Bautismo en el mormonismo
Los mormones creen que el bautismo es la primera ordenanza salvadora del evangelio. Por medio del bautismo y la confirmación por la autoridad del sacerdocio, una persona puede llegar a ser miembro de la Iglesia de Jesucristo de los Santos de los Últimos Días.
En la Iglesia Mormona, se cree que el bautismo tiene cuatro propósitos. El primero es la remisión de pecados. Segundo, permite que una persona arrepentida sea miembro de la Iglesia y el Reino de Dios sobre la tierra. Tercero, es la puerta al reino celestial, esto es, coloca a una persona en el camino estrecho y angosto que conduce a la vida eterna. Cuarto, es el medio por el cual se abre la puerta hacia la santificación personal.
Jesucristo dio a todos el ejemplo a seguir al ser bautizado. Él no necesitaba el bautismo porque era perfecto, pero lo hizo para dar el ejemplo. Todos los que deseen la vida eterna necesitan seguir ese ejemplo y buscar el camino de la rectitud.
La fe mormona profesa que cuando alguien se bautiza, entra en un convenio con Dios (convenio significa un acuerdo de dos partes, en este caso es un acuerdo entre Dios y la persona que recibe el bautismo). La persona que recibe el bautismo promete tres cosas: tomar sobre sí el nombre de Jesucristo, guardar Sus mandamientos y servirle hasta el fin.
Tomar sobre sí el nombre de Jesucristo significa ponerlo a Él primero y poner a Su obra primero en nuestras vidas. Significa buscar sólo lo que el Señor quiere que hagamos, no lo que el mundo quiere que hagamos.
Guardar los mandamientos es un requisito diario y una tarea diaria. Nuestros esfuerzos de ser testigos de Dios incluyen todo lo que hacemos y decimos. Nuestros pensamientos, nuestro lenguaje, y nuestras acciones son puras. No hacemos, miramos o decimos nada que sea contrario a las enseñanzas del Salvador.
Servir al Señor diariamente significa separarse de las cosas del mundo. Servir al Señor significa servir a nuestros semejantes. En otras palabras, ser bondadoso y respetuoso con todos y seguir el ejemplo de Cristo en la manera que tratamos a los demás.
El bautismo no es una promesa única con Dios. Cada semana en la reunión sacramental de la Iglesia Mormona, se renuevan los convenios bautismales. El pan y el agua de la Santa Cena se reparten con la esperanza de que cada uno de nosotros tomará el tiempo para renovar y meditar en los convenios que se hicieron en el bautismo y para recordar lo que Jesucristo hizo por cada uno de nosotros.
De su parte, Jesucristo hace un convenio con nosotros si nosotros guardamos nuestros convenios con Él. El Señor nos bendice por nuestra lealtad y recibimos la compañía constante del Espíritu Santo, la remisión de pecados, y el privilegio de nacer espiritualmente.
La compañía constante del Espíritu Santo se refiere a la confirmación después del bautismo. Es el don del Espíritu Santo y se le confiere a un miembro bautizado por uno que tiene autoridad, conocida como el Sacerdocio de Melquisedec. Las manos se ponen sobre la cabeza y se confiere el don del Espíritu Santo. Este don da a la persona el derecho de tener la compañía constante del Espíritu Santo mientras se mantenga digna. Es una de las bendiciones más grandes que puede recibir una persona en esta vida. El Espíritu guía y dirige sólo en caminos de rectitud y paz.
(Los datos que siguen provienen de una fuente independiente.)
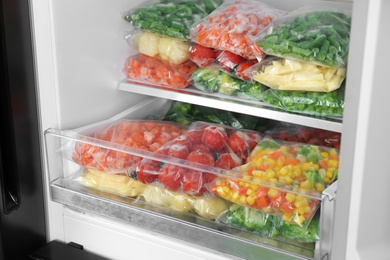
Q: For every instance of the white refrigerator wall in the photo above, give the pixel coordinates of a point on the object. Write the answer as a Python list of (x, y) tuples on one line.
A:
[(80, 52)]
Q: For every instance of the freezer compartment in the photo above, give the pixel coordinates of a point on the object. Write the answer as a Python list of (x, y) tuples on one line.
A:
[(71, 186)]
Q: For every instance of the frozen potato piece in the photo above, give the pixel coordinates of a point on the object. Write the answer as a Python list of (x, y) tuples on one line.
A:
[(173, 50), (148, 43), (211, 208), (119, 184)]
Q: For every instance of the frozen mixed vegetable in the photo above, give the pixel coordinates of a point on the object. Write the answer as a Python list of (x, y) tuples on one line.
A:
[(211, 79), (171, 18), (312, 34), (307, 102), (230, 26), (273, 170), (287, 74)]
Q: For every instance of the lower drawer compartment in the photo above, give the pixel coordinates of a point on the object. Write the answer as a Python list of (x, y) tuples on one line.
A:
[(193, 220)]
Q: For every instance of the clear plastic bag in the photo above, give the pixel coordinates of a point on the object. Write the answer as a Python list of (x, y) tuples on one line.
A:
[(269, 225), (230, 26), (212, 79), (281, 178), (143, 135), (172, 18), (170, 50), (318, 35), (287, 74), (296, 133), (203, 149), (308, 102), (147, 70)]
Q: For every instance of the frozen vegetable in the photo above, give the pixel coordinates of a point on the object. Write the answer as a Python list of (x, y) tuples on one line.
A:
[(119, 184), (211, 79), (269, 225), (143, 135), (148, 70), (273, 170), (314, 34), (206, 207), (230, 26), (168, 49), (203, 144), (286, 74), (308, 102), (171, 18)]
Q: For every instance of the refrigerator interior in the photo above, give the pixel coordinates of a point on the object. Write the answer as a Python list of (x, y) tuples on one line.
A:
[(80, 52)]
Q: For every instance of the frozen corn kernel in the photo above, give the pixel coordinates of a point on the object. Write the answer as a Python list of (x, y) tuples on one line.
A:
[(283, 171), (247, 177), (272, 193), (319, 187), (324, 155), (333, 164), (290, 197), (250, 200), (287, 217)]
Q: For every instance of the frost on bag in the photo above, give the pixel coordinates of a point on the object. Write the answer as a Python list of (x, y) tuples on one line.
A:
[(204, 147), (143, 69), (168, 49), (288, 74), (308, 102), (171, 18), (212, 79), (231, 26), (302, 134), (313, 34), (142, 135), (229, 62), (282, 179)]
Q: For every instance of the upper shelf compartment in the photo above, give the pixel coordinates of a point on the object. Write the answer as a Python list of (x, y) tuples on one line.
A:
[(234, 104)]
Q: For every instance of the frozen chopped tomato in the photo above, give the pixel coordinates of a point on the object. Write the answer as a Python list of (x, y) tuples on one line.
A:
[(201, 55), (227, 161), (171, 176), (147, 171), (214, 137), (193, 183), (201, 156)]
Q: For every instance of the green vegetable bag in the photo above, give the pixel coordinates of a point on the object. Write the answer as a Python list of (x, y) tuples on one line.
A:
[(171, 18), (313, 34)]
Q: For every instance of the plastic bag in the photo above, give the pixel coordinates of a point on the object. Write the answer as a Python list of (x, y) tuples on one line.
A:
[(148, 70), (313, 34), (203, 148), (171, 18), (296, 133), (143, 135), (229, 62), (281, 178), (268, 225), (206, 207), (307, 102), (119, 184), (185, 113), (167, 49), (212, 79), (230, 26), (287, 74)]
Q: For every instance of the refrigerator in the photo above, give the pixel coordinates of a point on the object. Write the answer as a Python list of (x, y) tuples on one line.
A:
[(77, 55)]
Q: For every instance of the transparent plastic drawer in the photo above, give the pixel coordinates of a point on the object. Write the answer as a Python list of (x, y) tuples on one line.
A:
[(190, 209)]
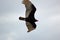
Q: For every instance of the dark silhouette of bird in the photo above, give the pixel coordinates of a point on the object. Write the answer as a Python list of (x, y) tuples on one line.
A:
[(29, 16)]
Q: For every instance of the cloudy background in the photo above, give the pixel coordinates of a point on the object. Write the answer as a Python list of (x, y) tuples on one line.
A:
[(48, 26)]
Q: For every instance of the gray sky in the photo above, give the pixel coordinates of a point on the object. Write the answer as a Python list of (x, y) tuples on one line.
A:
[(48, 26)]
El nacer de nuevo espiritualmente indica nacer a una nueva vida. El Apóstol Pablo, en Romanos 6:4 enseñó que cuando hemos sido bautizados, debemos andar “en vida nueva”.
La remisión de nuestros pecados es el ejercitar nuestra fe en Jesucristo, el arrepentirnos, y el esforzarnos a vivir los mandamientos de Dios.